- Abuse of market power refers to situations when firms do anti-competitive practices to limit competition and increase their personal benefit.
- As a result, due to the lack of competition, the efficiency and the motivation for innovation falls, which affects the allocative efficiency.
- Hence, governments need to intervene to prevent or correct these abuses of market power.
- Those interventions can include:
- Legislation and Regulation
- Government Ownership
- Fines
Legislation and Regulation
- Many countries have a policy called competition policy.
- This ensures that the firms in the country do not engage in anti-competitive behavior.
- These policies can include punishments if such actions are detected, such as:
- Breaking up a firm into a few smaller firms.
- Unbundling the firm's products.
However, it may be challenging to prevent this type of behaviour with legislation, because:
- There is no clear boundaries or defined acts which are considered to be anti-competitive practices and what is not such practices.

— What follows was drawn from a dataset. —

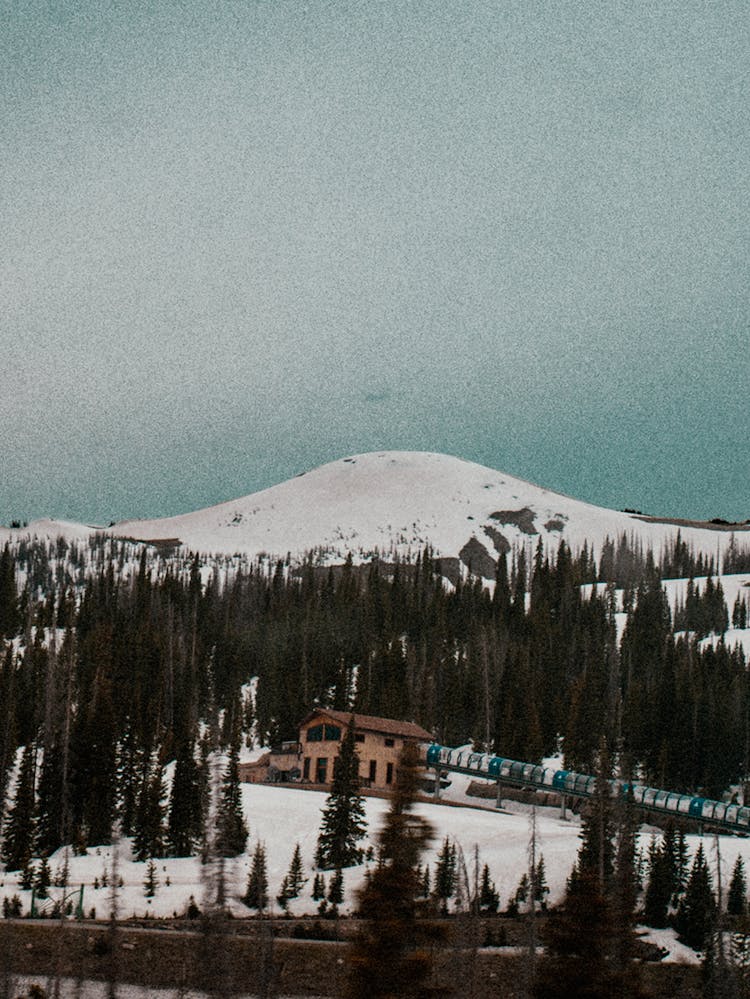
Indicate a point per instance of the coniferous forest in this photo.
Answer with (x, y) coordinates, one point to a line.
(118, 658)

- Therefore, there could be different views on this matter, which can make it difficult to intervene and penalise.
- Some governments believe that government intervention may only further disturb the market and choose not to intervene.
- Some anti-competitive behaviours such as collusion, may be hard to prove as they are done in private and not revealed to the public.
The Microsoft Antitrust Case (United States, 1990s–2000s)
During the late 1990s, Microsoft dominated the personal computer software market, particularly with its Windows operating system and Internet Explorer browser. The company faced allegations of leveraging its market power to engage in anti-competitive practices that harmed consumers and competing businesses.
Microsoft was found to have bundled its Internet Explorer browser with Windows, making it difficult for consumers to select alternative browsers. It also reportedly used control over the operating system to suppress competition in the browser market, sidelining rivals like Netscape Navigator.
In 1998, the U.S. Department of Justice (DOJ), along with 20 state attorneys general, initiated an antitrust lawsuit against Microsoft. The government argued that Microsoft had breached antitrust laws by using its market dominance to hinder competition and sustain its monopoly.
The case culminated in a settlement in 2001, requiring Microsoft to adopt several regulatory measures:
- Separation of software components: Microsoft was mandated to share its APIs with third-party developers to encourage competition.
- No forced bundling: Microsoft had to allow computer manufacturers to sell Windows separately from Internet Explorer, increasing consumer choice.
- Oversight: Microsoft was placed under government oversight and required to provide regular reports to ensure compliance.
Although Microsoft avoided a breakup (initially proposed), the intervention reduced its anti-competitive practices. This case set an important precedent for government regulation of monopolies in the technology sector and is frequently cited as an example of how legislation can curb abuses of market power.